Let’s try something visualizing this a different way. Even though we know how many images we’re working with — 121,384,234 — it’s not easy to comprehend what that number means.
Here’s a question: how much space do these images take up? Not in terms of file size, but in terms of visual space?
We can visualize this by looking at most popular image dimension of 640x480 pixels (ignoring 1x1 pixels again) and putting the total 1,702,521 images in a row.
It takes up a lot of space. Don’t take my word for it — try scrolling the dancing babies to see just how many images we’re talking about here.
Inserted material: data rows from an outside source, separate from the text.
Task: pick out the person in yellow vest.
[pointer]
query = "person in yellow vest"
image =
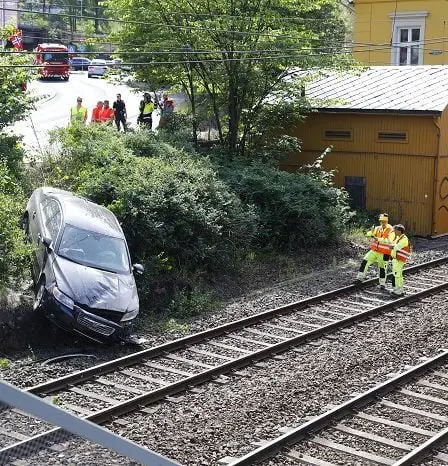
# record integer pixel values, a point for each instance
(382, 237)
(146, 108)
(78, 113)
(400, 254)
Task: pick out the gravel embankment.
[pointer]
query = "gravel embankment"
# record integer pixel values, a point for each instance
(223, 420)
(320, 272)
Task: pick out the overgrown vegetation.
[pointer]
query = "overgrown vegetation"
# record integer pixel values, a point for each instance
(14, 105)
(187, 217)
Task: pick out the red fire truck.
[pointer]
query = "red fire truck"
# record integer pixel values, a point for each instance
(53, 59)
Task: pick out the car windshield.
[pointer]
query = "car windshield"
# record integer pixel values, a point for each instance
(94, 250)
(55, 57)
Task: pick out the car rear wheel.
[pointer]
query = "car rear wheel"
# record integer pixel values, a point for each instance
(25, 225)
(39, 297)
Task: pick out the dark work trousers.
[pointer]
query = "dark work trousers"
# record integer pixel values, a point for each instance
(147, 122)
(120, 119)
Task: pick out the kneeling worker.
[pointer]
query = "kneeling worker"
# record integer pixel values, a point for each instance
(382, 237)
(400, 254)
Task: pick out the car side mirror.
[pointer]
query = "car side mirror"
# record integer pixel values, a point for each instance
(46, 241)
(138, 268)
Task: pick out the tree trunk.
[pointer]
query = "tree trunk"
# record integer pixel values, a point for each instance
(97, 16)
(233, 115)
(193, 105)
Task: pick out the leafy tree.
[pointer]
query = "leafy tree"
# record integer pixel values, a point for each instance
(230, 55)
(14, 107)
(14, 253)
(14, 102)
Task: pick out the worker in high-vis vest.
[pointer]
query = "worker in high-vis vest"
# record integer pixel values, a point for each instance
(78, 113)
(380, 247)
(146, 108)
(400, 254)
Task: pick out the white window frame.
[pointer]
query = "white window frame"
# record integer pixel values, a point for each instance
(407, 20)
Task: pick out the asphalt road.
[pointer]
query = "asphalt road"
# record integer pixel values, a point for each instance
(59, 96)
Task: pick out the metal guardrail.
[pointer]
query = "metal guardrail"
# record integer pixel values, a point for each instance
(35, 406)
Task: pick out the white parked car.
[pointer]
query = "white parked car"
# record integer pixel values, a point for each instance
(97, 67)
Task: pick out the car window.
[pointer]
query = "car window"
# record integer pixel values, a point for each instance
(52, 217)
(94, 249)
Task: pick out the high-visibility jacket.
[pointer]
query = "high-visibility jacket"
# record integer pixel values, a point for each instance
(107, 114)
(96, 114)
(402, 248)
(146, 109)
(78, 114)
(383, 239)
Chapter 5 Drawing links, making connections
We can boil down our previous explorations to a few fields of inquiry. First, we looked at culture through the lens of audio content. Then, we looked at technology through the lens of image formats and dimensions. But what about community? How can we get a sense of how GeoCitizens interacted with the Internet, and with each other?
One dataset of interest here is geocities-webgraph.csv. At 213.58GB, we’re looking at an inaccessible amount of information that tracks a few things relating to hyperlinks: 1) the webpage a hyperlink is on; 2) where that hyperlink leads; and, 3) what text displayed inside of that hyperlink.
To look at this data, I had to split it up into 135 separate CSV files of ten million lines each and programmatically work my way down the line.
This method worked! After just over two hours, I emerged with three discoveries.
First, the full 213.58GB dataset represented 1,345,729,749 rows in total of data.
Second, of those 1.3 billion rows, there were approximately 53,478,277 unique sites represented with hyperlinks on them. This number is almost exact give-or-take 135, in the case that some domains were split across CSV files.
And third, I created a new spreadsheet tracking the most commonly used combos for destination URL and display text. Out of that list, here are the top fifty target URLs.
It’s astonishing that this data looks almost like a plateau. In fact, there are several ties at the same values, but most the actual values are extremely close but slightly different. I’m not 100% sure why this is the case, so a follow-up inquiry is needed (and potentially another two hour loop through the datasets to search for particular domains).
But perhaps the best way to appreciate the lost connections on GeoCities is to see them firsthand. What I’ve done is take the first of the 135 CSV files and grab a random set of 10,000 rows. After filtering out as much inappropriate content as possible, I’ve pulled in a random subset of those 10,000 links and made them available for you to try clicking. Press the following button to see the links (which will take you to the Internet Archive, since almost all relevant sites have gone down). Click at your own risk!
Chapter 6 Home sweet not home
There’s a sad truth that emerges from this journey — GeoCities is gone. What we’re left with is something like a transcript, or a script without actors. Even as we breathe some life back into the site’s data, we can’t revive the community that once created it.
Obviously the Internet has changed a significant amount since 2009. That’s such a broad statement it almost doesn’t have meaning, but we can think about the changes since GeoCities’ demise as a sort of consolidation of user experiences, interfaces, and types of communities. Today, social media functionality is much more regimented and standardized, and very few places remain that empower such a large population to basically do whatever they want.
Is there still a place for something like GeoCities in our world? Or would a site like GeoCities require us to go back in time, to rethink the ways we’ve decided to the use the Internet and instead said it was better back then?
In the meantime, we at least have our data experiments to remember the site by.